结汐歪了歪头,露出询问的表情。
她也不是非要住进爱丽丝的家,这次確实是不请自来,甚至都没有提前给爱丽丝打声招呼。
不过说起来,这个人其实在不久之前也被提及过。
那时她回家的时候,恰好遇见了在门前没有钥匙的结理。
而她当时找的理由就是去看望同学。
那位同学当然不是胡编乱造出来的,而是確有其人——正是“火车上的受害者”爱丽丝。
执法者当然有责任隱瞒受害者的身份信息,但结汐可是业內人士,能对普通民眾隱瞒的事情可瞒不住她。

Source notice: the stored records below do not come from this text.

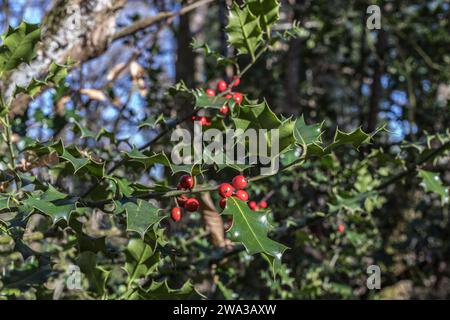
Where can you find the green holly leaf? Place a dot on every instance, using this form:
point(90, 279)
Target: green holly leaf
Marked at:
point(83, 131)
point(268, 12)
point(260, 117)
point(55, 211)
point(141, 216)
point(144, 159)
point(353, 203)
point(307, 134)
point(204, 101)
point(18, 45)
point(4, 203)
point(244, 30)
point(251, 228)
point(355, 138)
point(56, 74)
point(432, 183)
point(123, 186)
point(141, 260)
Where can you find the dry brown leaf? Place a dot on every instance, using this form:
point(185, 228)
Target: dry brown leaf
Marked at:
point(94, 94)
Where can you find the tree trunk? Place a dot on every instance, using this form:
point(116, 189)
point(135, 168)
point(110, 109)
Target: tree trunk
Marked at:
point(376, 89)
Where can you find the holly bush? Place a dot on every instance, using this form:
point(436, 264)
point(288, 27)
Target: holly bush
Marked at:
point(90, 215)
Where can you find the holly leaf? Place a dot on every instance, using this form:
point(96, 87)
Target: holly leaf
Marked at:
point(432, 183)
point(355, 138)
point(251, 230)
point(260, 117)
point(55, 211)
point(244, 30)
point(141, 216)
point(307, 134)
point(136, 156)
point(141, 260)
point(18, 45)
point(56, 74)
point(97, 276)
point(152, 121)
point(204, 101)
point(162, 291)
point(268, 12)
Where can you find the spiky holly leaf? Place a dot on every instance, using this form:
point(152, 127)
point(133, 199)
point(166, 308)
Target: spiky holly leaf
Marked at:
point(204, 101)
point(307, 134)
point(141, 216)
point(56, 74)
point(259, 116)
point(355, 138)
point(143, 159)
point(432, 183)
point(251, 228)
point(52, 203)
point(162, 291)
point(141, 260)
point(244, 30)
point(83, 131)
point(4, 202)
point(18, 45)
point(268, 12)
point(152, 121)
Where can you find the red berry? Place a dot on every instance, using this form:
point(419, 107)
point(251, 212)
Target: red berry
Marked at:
point(223, 110)
point(223, 203)
point(226, 190)
point(237, 97)
point(187, 181)
point(204, 121)
point(191, 204)
point(252, 205)
point(262, 204)
point(175, 214)
point(182, 200)
point(239, 182)
point(228, 224)
point(242, 194)
point(236, 81)
point(222, 86)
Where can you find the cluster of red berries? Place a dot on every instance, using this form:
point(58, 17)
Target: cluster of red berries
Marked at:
point(187, 182)
point(236, 188)
point(223, 86)
point(204, 121)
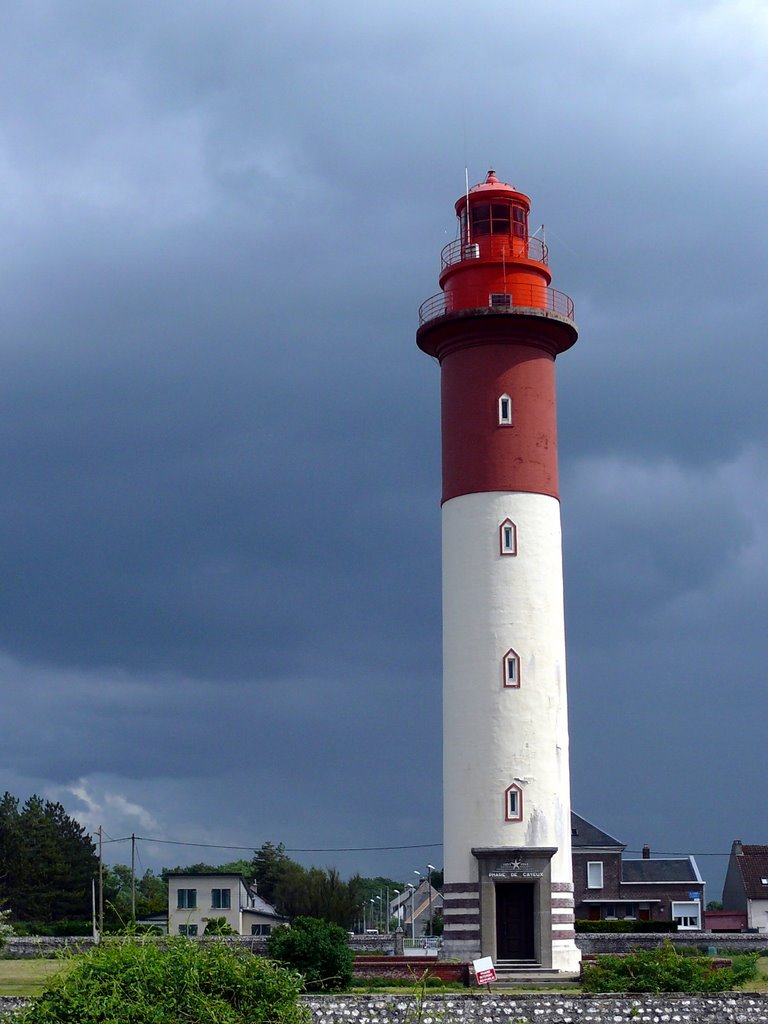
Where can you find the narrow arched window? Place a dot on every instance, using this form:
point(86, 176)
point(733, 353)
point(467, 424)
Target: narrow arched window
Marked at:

当然,爱丽丝也不了解这方面的事情,也只能当是新闻已经报导了,或者说是同学猜出来了。
“可以是可以啦……”
爱丽丝皱起了眉,语气中带著一丝犹豫:“可以说说为什么吗?毕竟这个家只有我一个人住,房间肯定是有的。”
“其实是有人正在朝我討债。”
结汐选择了实话实说。
她没有向爱丽丝透露自己在做什么工作,只是清晰地讲明白了事情的来龙去脉。
听完后,爱丽丝倒吸了一口冷气,但也没有多说什么。
作为同学,帮一把自然是可以做到的,爱丽丝也没有什么拒绝的理由。
“非常感谢。”
结汐十分庄重地低下头。
当她抬起头来时,结汐朝著爱丽丝如此问道:“火车上的事情,可以详细说说吗?”
说起紫花西番莲事件,那就是受害者很多。
不过这种邪教案件大多都是如此,因为这些邪教份子都是良民,做出的恶事也是由教主引领。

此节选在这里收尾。